Indein Village

Indein is one of the small villages of Inle Lake located on the western bank of the lake. A Buddha image has enshrined at a whitewashed stupa, which is on the summit of a hill. The village is reached by boat through the Inn Thein creek, a long narrow canal. The scenic 8 kilometer boat ride from Inle Lake can be made in the rainy season and winter only, in the summer season the water level is too low. Indein is a small village West of Inle lake, known for its market and two groups of ancient pagoda’s. The village is best known for its many ancient pagoda’s in many shapes and sizes and in various states of preservation. While some have been restored, others are in their original crumbling state.

The village is reached by boat through the Inn Thein creek, a long narrow canal. The scenic 8 kilometer boat ride from Inle Lake can be made in the rainy season and winter only, in the summer season the water level is too low.

Below the stupa around the hill are cluster of hundreds of ancient stupas most are ruins overgrown with bushes. The pagoda hill is quiet and calm. One could feel the pleasant cool breeze with the sweet rings of the bells hanging at the umbrella of the stupa. Mesmerizing view from pagoda hill releases the fatigue and refreshes everybody who ascends to the peak.

Indein is one of the villages that host the Inle “5 day market”, the market that is held in a five day rotating cycle in five villages around the lake. The Pa-Oh people who live in the surrounding hills sell their crops here.

This mysterious place is at the end of the marvellous Indein creek, which connected with Inle Lake just after the Phaung Daw Oo Pagoda. The creek is narrow with many twist and turns. Since the both sides are paddy fields you can see the farmers ploughing and harrowing by water buffaloes. At the lunch time while groups of farmers having lunch the water buffaloes enjoy themselves dipping in the creek.

At many places in the creek the farmers dam up the water by bamboo barriers to irrigate the paddy fields. Indein water is not only useful for irrigation also for bathing and washing clothes.

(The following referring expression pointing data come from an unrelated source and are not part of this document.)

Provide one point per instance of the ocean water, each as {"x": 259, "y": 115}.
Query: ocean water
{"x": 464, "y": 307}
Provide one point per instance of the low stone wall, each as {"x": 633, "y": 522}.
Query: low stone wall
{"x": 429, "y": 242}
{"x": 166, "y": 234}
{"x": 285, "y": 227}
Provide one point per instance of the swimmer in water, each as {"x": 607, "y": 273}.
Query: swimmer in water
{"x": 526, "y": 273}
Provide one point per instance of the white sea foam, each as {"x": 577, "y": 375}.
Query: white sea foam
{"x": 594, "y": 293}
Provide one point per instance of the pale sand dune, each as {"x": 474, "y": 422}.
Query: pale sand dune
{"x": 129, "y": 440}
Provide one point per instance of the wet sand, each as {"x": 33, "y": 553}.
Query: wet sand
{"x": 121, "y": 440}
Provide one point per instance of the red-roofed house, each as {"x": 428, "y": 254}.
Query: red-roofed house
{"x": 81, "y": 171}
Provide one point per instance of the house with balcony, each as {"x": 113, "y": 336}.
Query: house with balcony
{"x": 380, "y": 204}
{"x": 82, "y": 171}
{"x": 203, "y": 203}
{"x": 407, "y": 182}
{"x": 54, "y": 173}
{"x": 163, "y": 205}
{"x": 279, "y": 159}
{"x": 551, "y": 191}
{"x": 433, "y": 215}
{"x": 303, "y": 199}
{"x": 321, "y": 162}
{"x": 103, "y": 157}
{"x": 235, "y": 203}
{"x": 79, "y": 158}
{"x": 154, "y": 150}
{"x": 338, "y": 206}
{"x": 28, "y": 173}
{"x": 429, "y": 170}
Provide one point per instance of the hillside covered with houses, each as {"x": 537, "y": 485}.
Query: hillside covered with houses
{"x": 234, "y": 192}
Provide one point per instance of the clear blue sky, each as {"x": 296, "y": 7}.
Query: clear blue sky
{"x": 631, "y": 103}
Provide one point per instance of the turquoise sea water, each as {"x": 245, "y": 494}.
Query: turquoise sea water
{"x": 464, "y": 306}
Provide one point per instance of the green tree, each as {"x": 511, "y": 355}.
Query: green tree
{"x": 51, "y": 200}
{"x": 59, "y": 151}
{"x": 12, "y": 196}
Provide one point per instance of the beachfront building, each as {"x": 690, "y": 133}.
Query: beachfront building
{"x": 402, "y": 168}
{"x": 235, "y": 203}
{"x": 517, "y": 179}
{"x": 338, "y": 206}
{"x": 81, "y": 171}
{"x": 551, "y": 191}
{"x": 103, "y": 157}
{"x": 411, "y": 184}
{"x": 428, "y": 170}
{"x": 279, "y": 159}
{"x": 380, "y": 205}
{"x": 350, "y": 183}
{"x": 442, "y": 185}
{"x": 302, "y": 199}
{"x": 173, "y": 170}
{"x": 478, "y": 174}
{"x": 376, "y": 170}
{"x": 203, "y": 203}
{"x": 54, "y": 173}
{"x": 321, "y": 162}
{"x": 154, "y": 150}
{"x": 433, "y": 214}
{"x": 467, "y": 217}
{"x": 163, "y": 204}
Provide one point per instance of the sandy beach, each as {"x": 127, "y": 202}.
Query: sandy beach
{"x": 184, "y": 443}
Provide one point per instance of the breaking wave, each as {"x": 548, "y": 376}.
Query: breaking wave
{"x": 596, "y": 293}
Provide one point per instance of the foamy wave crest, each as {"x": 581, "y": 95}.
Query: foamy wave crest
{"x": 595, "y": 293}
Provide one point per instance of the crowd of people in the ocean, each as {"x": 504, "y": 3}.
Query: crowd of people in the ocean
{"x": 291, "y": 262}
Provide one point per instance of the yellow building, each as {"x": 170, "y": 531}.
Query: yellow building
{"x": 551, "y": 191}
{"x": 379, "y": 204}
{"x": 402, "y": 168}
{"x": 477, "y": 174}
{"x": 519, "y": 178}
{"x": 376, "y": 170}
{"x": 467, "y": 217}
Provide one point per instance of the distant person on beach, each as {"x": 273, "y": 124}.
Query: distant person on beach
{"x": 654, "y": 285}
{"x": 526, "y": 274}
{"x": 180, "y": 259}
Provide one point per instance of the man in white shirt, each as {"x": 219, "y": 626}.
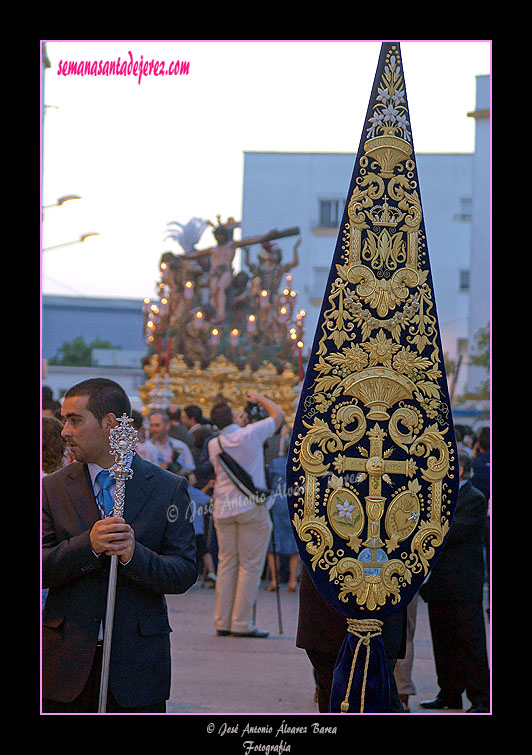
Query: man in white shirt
{"x": 167, "y": 446}
{"x": 243, "y": 528}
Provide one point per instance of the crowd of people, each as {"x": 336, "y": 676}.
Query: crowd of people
{"x": 224, "y": 539}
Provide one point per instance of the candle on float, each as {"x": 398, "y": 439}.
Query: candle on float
{"x": 252, "y": 325}
{"x": 301, "y": 372}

It is compulsory to see Novice monks, buffalo boys and village girls wash and swim in the creek.

Indein seemed like a quaint little village where the locals seemed to be quite busy going about their day. Some were fishing in the river and some were loading up ox carts with dirt in preparation for some construction project. Kids were playing soccer.

PLACE OF INTEREST

Opening hours of the Nyaung Ohak and Shwe Inn Thein pagoda sites is 8 am until 6 pm.

Nyaung Ohak pagoda’s

Around Indein village are two groups of ancient pagoda’s, Nyaung Ohak and Shwe Inn Thein. The first site near the boat landing is Nyaung Ohak, which translates to “group of banyan trees”. Most of the pagoda’s here have not been restored and are in various states of repair; some are well preserved, while others have plants and trees growing out of them. Many pagoda’s are decorated with sculptings of celestial beings or mythological animals as Naga serpents and Chinthe’s. Some enshrine images of the Buddha.

Shwe Inn Thein pagoda’s

From Nyaung Ohak a climb leads to the second group of pagoda’s named Shwe Inn Thein located on top of a hill. A 700 meter covered walkway leads up to the pagoda’s. The walkway is lined with stalls where vendors sell Shan shoulder bags, longyis, shirts and other items.

The site is believed to date back to the days of the Indian emperor Ashoka, who sent out monks in the 3rd century BC across Asia to spread Buddhism. Centuries later two Kings of the Bagan empire, Narapatisithu and Anawrahta built pagoda’s at the site. The site contains hundreds of pagoda’s, collectively known as the Shwe Inn Thein pagoda’s. Most are from the 17th and 18th century; the earliest one with an inscription dates to the 14th century.

The hti, a top element shaped like an ornamental umbrella is missing at many of the unrestored stupa’s. A number of stupa’s have been restored by donors, both Burmese and foreign.

At the center of the Shwe Inn Thein group is the shrine of the Inn Thein Buddha image. The shrine that is believed to have been built by King Ashoka houses a golden Buddha image in the meditation mudra. From the top of the hill visitors have great views of Indein village and the surrounding area.